I recently re-read Orwell's
Homage to Catalonia, inspired by exhanges with Brett Hetherington in comments at his place and mine. These are the quick notes I made when about halfway through:
He freely admits that when he went to Spain he had no
idea what he was fighting for, and was quite ignorant of the politics. He seems
to have gone to the Republican side because the British press suggested they
were in the right. He was just sucked in by baseless propaganda, peer pressure
and the thrill of war.
He
says that journalists did nothing but scream hatred from the comfort of their
offices, and he hoped one day to see a 'jingo' with a bullet hole in him. He
says the Communists tried to destroy the incipient 'workers' revolution', which
he thinks was taking place, rather than just a reaction against the uprising.

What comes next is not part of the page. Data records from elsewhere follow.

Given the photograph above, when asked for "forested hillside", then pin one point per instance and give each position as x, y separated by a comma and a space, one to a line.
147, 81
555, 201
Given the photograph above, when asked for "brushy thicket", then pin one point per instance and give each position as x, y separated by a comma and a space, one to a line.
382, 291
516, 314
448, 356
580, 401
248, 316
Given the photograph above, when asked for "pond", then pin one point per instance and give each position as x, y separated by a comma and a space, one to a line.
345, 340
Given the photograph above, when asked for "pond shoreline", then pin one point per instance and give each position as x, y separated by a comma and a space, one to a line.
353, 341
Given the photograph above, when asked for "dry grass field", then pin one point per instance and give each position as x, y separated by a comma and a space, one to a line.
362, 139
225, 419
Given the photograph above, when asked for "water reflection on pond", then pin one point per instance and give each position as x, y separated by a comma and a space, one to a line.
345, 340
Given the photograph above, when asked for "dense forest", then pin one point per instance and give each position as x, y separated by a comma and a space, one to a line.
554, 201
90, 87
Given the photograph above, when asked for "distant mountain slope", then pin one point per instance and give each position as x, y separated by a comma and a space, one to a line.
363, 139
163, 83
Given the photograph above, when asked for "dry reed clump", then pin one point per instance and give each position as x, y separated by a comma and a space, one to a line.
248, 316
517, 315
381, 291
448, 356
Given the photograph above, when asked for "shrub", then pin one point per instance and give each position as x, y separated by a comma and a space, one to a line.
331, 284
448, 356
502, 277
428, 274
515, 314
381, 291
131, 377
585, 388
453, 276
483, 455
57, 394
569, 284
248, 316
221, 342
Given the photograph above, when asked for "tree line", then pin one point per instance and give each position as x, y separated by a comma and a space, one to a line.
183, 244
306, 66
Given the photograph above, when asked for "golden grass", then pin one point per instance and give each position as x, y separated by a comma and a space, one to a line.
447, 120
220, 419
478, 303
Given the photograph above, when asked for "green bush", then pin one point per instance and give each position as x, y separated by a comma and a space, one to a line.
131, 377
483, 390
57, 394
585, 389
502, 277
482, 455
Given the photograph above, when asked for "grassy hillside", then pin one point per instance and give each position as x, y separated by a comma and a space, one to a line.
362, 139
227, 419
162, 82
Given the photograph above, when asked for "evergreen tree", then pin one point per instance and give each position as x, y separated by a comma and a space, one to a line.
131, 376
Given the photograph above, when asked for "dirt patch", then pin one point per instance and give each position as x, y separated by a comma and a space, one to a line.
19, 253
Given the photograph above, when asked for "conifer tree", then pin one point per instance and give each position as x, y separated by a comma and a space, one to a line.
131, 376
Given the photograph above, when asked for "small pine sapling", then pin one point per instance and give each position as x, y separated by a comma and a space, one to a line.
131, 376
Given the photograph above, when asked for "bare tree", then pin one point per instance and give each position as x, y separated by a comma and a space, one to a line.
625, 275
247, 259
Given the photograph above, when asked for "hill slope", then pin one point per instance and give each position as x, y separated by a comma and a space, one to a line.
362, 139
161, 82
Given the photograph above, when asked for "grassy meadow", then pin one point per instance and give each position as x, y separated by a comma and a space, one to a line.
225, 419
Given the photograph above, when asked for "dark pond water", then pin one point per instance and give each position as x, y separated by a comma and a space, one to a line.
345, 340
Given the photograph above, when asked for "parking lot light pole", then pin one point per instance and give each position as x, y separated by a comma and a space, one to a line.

He clearly says that the Communists hated the Anarchists more than they did the
Nationalists and were responsible for a lot of repression and death on the
Republican side. It was pure People's Front of Judaea out there and I don't
really understand why he stayed. He seems to have had, despite his professed
ignorance and the treacherous, almost comically ridiculous circumstances in
which the Republican position was being defended, an unshakeable conviction
that he was on the right side, and that it was worth his while to fight with
them. It seem to be based on nothing more than the belief that the far left is
always the right side to be on.
Orwell's
tale of his experiences in the trenches and in Barcelona in the first year of
the Civil War are very instructive, about him and about the war. He clearly
wanted the glamour of being killed or badly wounded. He was there as a kind of
war tourist, satisfying his ego and justifying his beliefs by jumping into
something he didn't understand and didn't care to.
He
speaks of his fellow English and American mercenaries as though they were the
most important people there, whereas they were just having their fun and would
go home when they were tired of it. He speaks of the bourgeois hiding among the
workers, pretending to be one of them, which is exactly what he was doing
himself.
The
fighting between the factions of the left is quite farcical. When it breaks
out, however, Orwell stays with his group of anarchists and is fighting against
the government. This reveals as false the original justification of fighting
for the legitimate government against the uprisen. He is fighting fo his own,
rather confused, political philosophy, which seems to involve control of everything
by the working class. Whether this means anything at all in a practical sense
is not clear. And the question of whether it could possibly work is another
matter. He does at least have a fairly clear and consistent aim, revolution
followed by rule by the working class. He contrasts this with capitalism, by
which he appears to mean private ownership of the means of production (and
implicitly, although the point is usually ignored, private organization of work
and distribution).
He
predicts that whoever wins there will be a dictatorship, but prefers a
Communist dictatorship to Franco. He says that the Communist dictatorship would
abolish serfdom, distribute the land among the peasants, and would create good
communications, public health services and update the infrastructures that the
country needed. If he had lived to see Franco do all of that (except steal
other people's property, of course), he would have been astonished. If the
Communists had won, I think we can be sure that they would have done hardly a
fraction of it.I reread
3 comments:
I haven't read it but listened to an illuminating discussion on Radio 4 which is having an Orwell season, in case you weren't aware.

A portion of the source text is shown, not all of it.